More damaging to serious Republicans has been the conversion, almost entirely on Fox, of respected Republican philosophers into political Vaudevillians. Enter, center stage, Newt Gingrich, Mike Huckabee and Karl Rove. Their collective TV antics are damaging to the movement they once led.
A lot of good thinking about the future of the Republican Party is taking place in the think tanks, particularly the American Enterprise Institute and the Heritage Foundation. But the solid work of restructuring the party for the new realities at home and abroad is drowned out by the eponymous broadcast wing of the party.

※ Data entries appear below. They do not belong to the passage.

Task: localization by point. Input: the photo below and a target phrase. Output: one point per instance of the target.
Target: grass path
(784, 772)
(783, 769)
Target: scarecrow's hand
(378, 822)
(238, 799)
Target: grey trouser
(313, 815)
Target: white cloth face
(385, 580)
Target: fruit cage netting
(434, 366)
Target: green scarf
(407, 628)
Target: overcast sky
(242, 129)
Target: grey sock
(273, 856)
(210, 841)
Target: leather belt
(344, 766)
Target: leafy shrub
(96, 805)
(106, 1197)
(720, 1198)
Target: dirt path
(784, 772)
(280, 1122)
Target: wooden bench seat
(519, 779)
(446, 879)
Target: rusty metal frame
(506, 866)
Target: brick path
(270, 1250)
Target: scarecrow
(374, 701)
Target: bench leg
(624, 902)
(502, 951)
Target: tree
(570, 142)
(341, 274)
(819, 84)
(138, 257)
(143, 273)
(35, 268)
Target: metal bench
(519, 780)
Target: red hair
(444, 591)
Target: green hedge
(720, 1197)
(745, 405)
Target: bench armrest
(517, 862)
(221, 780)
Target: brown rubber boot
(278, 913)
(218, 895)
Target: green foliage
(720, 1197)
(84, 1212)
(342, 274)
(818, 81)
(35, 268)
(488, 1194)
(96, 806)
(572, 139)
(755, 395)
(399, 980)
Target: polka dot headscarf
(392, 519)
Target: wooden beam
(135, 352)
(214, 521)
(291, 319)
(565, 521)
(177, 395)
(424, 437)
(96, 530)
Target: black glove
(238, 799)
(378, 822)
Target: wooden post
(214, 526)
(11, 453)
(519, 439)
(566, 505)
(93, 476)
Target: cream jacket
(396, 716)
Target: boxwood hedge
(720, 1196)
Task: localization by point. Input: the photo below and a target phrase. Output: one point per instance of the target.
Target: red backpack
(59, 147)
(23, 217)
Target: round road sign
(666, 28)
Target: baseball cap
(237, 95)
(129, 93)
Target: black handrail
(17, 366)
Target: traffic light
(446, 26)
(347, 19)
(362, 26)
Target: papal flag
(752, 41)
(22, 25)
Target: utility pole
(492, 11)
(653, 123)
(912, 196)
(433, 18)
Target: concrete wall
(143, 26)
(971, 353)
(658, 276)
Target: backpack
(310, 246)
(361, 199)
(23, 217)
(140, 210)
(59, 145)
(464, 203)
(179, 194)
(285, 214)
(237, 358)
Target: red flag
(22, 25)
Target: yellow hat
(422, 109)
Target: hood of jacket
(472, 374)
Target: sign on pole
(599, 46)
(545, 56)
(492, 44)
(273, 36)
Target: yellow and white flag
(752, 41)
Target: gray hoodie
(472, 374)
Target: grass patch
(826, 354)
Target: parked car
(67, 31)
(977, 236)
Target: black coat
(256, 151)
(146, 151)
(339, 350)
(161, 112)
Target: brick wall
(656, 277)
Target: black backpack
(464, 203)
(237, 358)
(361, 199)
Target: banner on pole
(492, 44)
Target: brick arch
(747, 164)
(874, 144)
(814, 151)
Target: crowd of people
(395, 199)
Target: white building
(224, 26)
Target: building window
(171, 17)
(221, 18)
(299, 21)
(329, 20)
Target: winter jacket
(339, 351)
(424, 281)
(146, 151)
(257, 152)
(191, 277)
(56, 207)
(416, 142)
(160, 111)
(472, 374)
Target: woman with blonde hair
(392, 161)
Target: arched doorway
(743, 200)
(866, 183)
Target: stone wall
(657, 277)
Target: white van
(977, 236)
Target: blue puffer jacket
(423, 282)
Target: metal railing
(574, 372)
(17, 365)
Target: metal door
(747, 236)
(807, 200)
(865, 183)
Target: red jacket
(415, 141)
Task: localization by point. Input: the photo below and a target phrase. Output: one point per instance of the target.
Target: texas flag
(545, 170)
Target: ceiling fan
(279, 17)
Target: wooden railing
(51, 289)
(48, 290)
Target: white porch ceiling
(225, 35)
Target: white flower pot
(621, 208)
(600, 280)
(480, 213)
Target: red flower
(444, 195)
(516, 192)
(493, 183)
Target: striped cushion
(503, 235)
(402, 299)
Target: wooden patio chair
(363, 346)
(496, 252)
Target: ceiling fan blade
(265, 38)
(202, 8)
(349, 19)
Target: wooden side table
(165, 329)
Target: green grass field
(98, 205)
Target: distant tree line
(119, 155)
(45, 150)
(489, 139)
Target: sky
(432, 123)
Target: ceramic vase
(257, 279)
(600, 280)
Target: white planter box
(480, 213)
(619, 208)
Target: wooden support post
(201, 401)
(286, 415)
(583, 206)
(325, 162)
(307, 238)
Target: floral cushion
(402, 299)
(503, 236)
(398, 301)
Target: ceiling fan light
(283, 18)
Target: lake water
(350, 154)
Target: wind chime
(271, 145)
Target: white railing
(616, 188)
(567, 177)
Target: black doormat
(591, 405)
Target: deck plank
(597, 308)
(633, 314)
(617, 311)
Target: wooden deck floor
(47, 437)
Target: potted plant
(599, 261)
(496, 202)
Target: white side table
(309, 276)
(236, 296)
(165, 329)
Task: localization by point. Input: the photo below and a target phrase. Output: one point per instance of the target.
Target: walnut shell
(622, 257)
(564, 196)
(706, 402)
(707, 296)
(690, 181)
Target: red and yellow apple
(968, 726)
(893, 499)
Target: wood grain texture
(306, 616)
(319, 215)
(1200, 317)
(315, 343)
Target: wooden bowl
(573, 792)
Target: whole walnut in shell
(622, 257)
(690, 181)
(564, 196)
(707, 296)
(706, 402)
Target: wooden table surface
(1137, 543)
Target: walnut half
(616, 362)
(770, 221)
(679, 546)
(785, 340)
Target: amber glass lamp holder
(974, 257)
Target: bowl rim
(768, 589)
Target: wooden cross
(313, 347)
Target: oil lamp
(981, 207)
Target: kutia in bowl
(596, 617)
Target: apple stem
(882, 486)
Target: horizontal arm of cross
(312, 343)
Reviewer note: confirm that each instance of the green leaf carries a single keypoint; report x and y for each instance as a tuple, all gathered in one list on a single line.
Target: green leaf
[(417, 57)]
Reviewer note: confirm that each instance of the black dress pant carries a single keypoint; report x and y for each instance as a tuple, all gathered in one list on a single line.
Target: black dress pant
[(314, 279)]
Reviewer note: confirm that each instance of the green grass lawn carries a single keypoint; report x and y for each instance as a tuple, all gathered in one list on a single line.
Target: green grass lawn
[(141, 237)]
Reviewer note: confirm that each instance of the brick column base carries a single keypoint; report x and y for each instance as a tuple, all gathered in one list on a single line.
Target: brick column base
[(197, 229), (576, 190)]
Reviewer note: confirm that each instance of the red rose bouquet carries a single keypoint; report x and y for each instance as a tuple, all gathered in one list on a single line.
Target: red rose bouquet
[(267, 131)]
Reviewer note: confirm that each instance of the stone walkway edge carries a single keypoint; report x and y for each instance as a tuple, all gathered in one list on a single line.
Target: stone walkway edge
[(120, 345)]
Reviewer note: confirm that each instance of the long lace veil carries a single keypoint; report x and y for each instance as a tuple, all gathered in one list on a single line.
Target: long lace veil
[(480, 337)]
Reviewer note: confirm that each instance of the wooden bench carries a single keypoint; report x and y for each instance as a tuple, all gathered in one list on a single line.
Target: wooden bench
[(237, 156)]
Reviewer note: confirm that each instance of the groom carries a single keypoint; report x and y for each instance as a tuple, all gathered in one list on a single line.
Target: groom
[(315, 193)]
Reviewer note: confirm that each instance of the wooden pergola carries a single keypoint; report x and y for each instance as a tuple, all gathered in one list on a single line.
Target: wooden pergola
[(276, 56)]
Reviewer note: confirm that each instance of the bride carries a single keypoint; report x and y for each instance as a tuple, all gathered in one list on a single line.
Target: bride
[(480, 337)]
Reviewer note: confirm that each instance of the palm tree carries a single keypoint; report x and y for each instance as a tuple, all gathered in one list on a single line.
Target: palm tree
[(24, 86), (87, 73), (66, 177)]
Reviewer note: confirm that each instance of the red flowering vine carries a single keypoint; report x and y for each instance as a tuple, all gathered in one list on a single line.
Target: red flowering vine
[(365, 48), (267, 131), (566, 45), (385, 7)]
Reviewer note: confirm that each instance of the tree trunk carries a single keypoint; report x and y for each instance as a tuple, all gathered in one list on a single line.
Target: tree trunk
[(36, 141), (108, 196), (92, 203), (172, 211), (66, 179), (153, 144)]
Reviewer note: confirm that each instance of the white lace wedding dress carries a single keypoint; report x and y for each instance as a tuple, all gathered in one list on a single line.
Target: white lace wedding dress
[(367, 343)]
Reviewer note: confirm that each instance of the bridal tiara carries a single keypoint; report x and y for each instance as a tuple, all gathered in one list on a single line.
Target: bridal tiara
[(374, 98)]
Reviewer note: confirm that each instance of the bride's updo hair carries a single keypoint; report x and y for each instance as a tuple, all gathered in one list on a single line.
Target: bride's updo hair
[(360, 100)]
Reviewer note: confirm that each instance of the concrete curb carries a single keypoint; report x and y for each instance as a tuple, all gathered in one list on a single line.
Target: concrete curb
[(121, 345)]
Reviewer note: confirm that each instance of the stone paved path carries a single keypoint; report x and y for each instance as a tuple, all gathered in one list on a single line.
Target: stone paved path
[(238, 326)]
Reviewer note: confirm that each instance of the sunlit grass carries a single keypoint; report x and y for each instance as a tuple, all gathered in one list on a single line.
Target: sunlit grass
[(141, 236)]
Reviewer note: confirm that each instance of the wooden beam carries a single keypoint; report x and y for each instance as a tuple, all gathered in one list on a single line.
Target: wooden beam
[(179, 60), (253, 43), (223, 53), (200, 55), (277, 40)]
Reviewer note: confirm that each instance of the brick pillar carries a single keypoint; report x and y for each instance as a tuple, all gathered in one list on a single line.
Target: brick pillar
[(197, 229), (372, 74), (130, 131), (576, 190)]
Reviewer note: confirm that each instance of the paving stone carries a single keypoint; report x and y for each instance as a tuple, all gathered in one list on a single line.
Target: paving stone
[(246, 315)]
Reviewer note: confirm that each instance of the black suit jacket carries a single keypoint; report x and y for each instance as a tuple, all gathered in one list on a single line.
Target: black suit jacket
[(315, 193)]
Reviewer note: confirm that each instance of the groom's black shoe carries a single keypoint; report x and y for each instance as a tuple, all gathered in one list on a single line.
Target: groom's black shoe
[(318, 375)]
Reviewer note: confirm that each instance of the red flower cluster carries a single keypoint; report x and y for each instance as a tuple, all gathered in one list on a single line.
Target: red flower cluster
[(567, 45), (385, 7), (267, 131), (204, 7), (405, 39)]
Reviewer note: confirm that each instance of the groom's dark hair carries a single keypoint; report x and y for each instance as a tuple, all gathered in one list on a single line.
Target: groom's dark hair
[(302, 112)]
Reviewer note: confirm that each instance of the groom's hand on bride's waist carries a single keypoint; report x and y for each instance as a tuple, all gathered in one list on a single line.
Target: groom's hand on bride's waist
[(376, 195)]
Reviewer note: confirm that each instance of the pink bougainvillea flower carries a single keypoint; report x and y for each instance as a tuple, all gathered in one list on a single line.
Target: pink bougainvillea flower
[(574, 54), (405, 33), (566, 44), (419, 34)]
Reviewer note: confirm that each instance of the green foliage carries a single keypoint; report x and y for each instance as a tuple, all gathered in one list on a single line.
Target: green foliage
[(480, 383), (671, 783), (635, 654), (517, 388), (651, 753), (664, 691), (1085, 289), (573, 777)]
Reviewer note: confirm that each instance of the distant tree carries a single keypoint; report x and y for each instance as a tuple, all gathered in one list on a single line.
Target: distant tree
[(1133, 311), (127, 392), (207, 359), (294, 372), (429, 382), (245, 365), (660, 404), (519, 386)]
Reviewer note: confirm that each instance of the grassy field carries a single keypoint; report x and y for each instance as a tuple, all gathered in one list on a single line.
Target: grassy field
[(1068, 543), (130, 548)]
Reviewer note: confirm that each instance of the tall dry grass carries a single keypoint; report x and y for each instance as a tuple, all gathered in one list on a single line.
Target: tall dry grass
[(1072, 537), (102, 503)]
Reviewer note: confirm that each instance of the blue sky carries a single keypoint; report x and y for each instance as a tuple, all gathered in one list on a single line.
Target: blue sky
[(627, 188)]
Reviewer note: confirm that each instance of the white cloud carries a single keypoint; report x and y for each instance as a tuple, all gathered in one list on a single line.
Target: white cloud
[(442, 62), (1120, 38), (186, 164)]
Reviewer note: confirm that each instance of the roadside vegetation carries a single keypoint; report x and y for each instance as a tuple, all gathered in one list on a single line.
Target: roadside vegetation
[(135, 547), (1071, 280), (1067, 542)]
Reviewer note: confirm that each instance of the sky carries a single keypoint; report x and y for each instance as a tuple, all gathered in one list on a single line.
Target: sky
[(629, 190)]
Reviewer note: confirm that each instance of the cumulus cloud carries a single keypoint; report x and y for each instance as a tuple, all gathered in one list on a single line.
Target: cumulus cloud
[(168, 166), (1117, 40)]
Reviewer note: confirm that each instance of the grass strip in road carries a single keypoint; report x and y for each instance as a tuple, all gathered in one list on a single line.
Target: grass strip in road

It is hard to believe that Newt Gingrich, broadcaster, is the same Newt Gingrich who masterminded the 1994 Republican midterm sweep. Or that Karl Rove was the genius who saw that George W. Bush could be presented as a convincing presidential candidate.
Absent any possibility of reform of the Republican base from the outside, in the Thatcher way, it has to come from the inside. Several astute conservative writers, like David Frum and Mickey Edwards, have lighted a path. A first step down that path could be a more even-handed examination of President Obama’s Supreme Court picks. He could have as many as four of them in his first term. Clearly he has an eye to the electorate, as much as to jurisprudence, if Sotomayor is a harbinger.
Thatcher built herself an entirely new base. Blair dismantled an old one. The Republicans need to examine both.